The 6500 will be the second iPAQ with mobile phone capabilities, in addition to Bluetooth personal area networking and WLAN connectivity. The first was the 6340, launched in late 2004. The company plans GSM/GPRS and CDMA connectivity, the 6500 marking HP’s first serious attempt to woo European mobile operators as a route to market. It already has a US market alliance with T-Mobile USA, but while the German group is a potential customer in the Old Continent, there are also other major carriers in its sights.
We’ll target operators that cover Europe, as well as local and regional players, said Tim Schelling, director of category management in UK and Ireland for the Palo Alto, California-based vendors IPSG division, comprising the printer and personal computing devices businesses. Vodafone, of whom we are a close partner, will be interested in this device, he predicted. The 6500 is also the first iPAQ with built-in rather than clip-on Qwerty keyboard, in addition to the touch-screen one supported in the OS.
Part of HP’s ambitions with the 6500 is clearly to be a competitor to, if not killer of, the BackBerry, moving into the space presently dominated by Canada’s Research In Motion with its proprietary hard- and software-based services. David Wright, VP of IPSG for UK and Ireland, acknowledged that the company’s general direction in the coming months is to deliver simple messaging plus value-added services for verticals, with SFA and GPS, for instance.

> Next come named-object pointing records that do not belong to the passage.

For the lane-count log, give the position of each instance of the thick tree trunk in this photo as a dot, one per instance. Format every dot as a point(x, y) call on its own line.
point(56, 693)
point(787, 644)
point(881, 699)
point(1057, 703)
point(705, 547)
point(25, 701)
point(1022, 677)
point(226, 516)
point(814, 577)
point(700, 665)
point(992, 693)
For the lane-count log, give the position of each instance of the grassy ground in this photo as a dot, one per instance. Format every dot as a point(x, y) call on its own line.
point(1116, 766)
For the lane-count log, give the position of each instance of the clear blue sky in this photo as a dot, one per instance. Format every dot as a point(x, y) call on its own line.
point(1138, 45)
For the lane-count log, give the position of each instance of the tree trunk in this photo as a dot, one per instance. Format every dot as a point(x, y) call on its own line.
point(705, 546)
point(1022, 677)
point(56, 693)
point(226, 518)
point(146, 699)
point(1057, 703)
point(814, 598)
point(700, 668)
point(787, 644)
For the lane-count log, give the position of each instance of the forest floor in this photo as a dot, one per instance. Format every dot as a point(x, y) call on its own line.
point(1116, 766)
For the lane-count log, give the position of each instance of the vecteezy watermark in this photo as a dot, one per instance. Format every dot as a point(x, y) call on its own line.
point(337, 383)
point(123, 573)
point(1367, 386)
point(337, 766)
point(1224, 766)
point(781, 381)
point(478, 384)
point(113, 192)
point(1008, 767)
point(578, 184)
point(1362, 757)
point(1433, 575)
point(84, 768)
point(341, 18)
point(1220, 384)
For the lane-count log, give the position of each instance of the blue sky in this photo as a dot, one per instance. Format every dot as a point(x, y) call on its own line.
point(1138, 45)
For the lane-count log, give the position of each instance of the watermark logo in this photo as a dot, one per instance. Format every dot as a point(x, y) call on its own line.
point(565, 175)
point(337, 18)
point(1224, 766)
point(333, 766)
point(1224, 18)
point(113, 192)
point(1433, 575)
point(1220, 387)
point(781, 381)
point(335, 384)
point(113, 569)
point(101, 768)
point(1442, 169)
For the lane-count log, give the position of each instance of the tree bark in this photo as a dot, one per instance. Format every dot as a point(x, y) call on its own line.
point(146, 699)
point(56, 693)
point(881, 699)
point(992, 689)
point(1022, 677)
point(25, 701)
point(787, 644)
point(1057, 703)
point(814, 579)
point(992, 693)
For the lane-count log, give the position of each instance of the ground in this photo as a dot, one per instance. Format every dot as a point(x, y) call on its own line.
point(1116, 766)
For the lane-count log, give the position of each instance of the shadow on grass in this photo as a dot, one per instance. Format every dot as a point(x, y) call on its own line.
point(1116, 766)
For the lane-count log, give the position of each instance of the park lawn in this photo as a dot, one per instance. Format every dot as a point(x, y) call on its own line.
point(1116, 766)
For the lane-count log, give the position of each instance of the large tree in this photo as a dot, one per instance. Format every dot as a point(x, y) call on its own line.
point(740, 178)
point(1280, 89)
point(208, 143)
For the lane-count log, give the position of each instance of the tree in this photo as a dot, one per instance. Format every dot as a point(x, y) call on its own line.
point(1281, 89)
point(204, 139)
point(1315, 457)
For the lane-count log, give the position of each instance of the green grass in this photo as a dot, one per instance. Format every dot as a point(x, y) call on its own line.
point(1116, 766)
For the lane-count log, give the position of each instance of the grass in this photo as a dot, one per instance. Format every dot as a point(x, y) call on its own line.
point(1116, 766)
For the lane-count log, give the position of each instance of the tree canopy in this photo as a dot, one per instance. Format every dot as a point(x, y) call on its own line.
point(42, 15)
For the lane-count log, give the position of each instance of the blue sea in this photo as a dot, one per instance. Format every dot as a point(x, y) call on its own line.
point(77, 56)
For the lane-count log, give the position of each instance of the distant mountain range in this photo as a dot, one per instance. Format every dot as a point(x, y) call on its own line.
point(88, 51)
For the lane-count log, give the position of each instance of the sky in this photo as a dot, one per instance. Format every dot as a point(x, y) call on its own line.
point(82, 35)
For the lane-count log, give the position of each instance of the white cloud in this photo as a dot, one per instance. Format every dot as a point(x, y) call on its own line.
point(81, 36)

TomTom Navigator is thus guaranteed a place on the 6500, but the jury is still out, according to Schelling, as to whether Good’s push email technology should ship as default the new device. It’s not yet finalized, he said. There may be some reluctance on HP’s part to deal with Good here when Microsoft itself is promising push email capabilities for Pocket PC later this year.
Still, Good has been in the sector for some years, and HP may prefer to go with it for what Schelling called a true push email experience on the 6500 from Day 1, rather than wait for Microsoft to deliver similar functionality later in the year.
HP is at pains to differentiate the 6500 from a smart phone, inn that the latter is a phone-centric device with a data capability whereas the former is a data-centric device with telephony. A fine distinction in practical times, perhaps, but HP argues that iPAQs deal comfortably with applications such as Excel and PowerPoint, where smart phones still struggle.
Doubtless it will also want to maintain that difference in pricing: the 6340 has a recommended retail price of around $650, and the new PDA phone is unlikely to be cheaper, though clearly operator subsidies may affect the end price to the consumer.